Мы с Алексом обожали Бэя, потому что он говорил с нами как со взрослыми и всегда показывал, как мы ему дороги. Помню, он однажды сказал Алексу, что тот вырастет великим мыслителем. Мне же он прочил будущее великой сердцеедки — такой я была красавицей. Я не вполне понимала, что он имеет в виду, но слова его запали мне в душу. В те годы я была нескладной тощей девчонкой, и больше никому не приходило в голову связывать меня с понятием «красота».
Бэю, похоже, тоже нравилось быть с нами: мы играли в шашки или прятки, или же он попросту рассказывал о своих скитаниях. Больше всего я любила именно его истории. Он рассказывал, как обучился мореходному делу в Греции, как взбирался на холмы в Швейцарии или бродил по дорогам Патагонии, волоча за собою сломанный мотоцикл. Все эти истории распаляли мое воображение, позволяя мне вырваться за пределы нашей деревни в Джорджии. Я могла слушать его бесконечно.
Но лучше всего я помню, насколько Бэй был хорош собой. Его развевающиеся на ветру волосы, опаленные солнцем; здоровый золотистый загар; глаза цвета аквамарин; ямочки на щеках — такие глубокие, что их было видно даже сквозь неизменную белую щетину. Он был похож на парня из рекламы. Ну просто глаз не оторвать.
Да, я с самого начала знала, что такое «шатун», и — да, я знала, что рано или поздно Бэй уйдет. И все-таки в тот день, когда он сказал, что уезжает, мое сердце разбилось. Я плакала навзрыд и, помню, все придумывала, как бы задержать его подольше. «Милая моя, я же шатун, я шатаюсь по свету, — сказал он, утирая мне слезы. — У меня наготове столько историй о тебе, которыми я хочу поделиться с людьми по всему миру. Как же у меня это получится, если я останусь здесь?»
Папа утешил меня лекцией об умении избегать привязанностей: «Ибо в конечном итоге люди либо уходят, либо подводят тебя». Таким образом он выражал свое исковерканное представление о самодостаточности, а не призывал к недоверию, как могло показаться. «Из всех людей по-настоящему рассчитывать можно лишь на себя», — любил повторять он.

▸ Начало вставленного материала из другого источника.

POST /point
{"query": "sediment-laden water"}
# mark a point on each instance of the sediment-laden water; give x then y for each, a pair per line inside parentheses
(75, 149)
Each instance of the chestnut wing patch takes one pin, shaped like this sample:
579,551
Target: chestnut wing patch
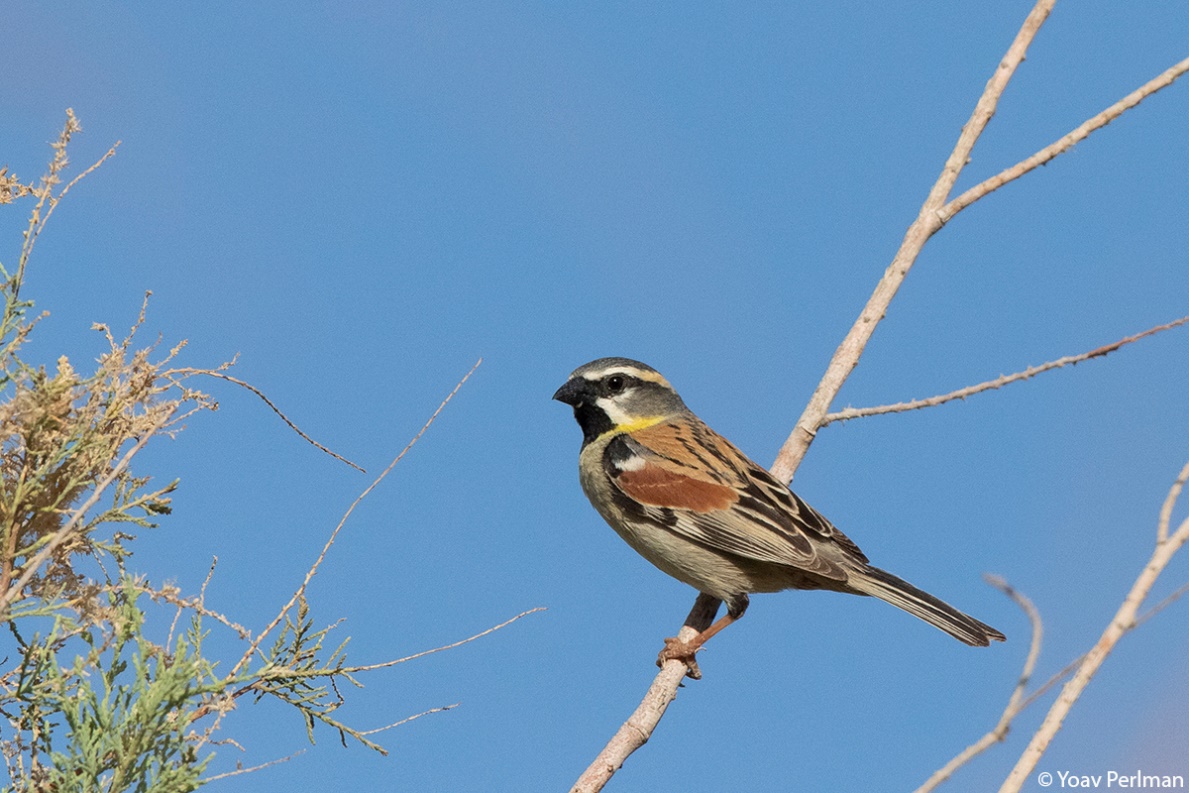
656,485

На память Бэй оставил мне тряпичную куклу, которую я очень полюбила и назвала в его честь. Эта кукла стала моей неизменной спутницей. Бэй сидел рядом, пока я ела, и согревал по ночам, когда я сжимала его в объятиях.
Из-за того что я постоянно таскала Бэя с собой, он вскоре порядком истрепался. Глаза его вылезли из орбит, и он потерял столько набивки, что стал почти плоским. Дырочка в шее разрослась до большущей прорехи. Дошло до того, что голова у него перестала держаться прямо.
На починку Бэя мама тратила больше времени, чем на ремонт нашей одежды. Наконец, ей надоело зашивать ему шею, и она просто обмотала ее клейкой лентой. Выглядел он, спору нет, идиотски, но я была счастлива: кукла была целая, кукла была со мной.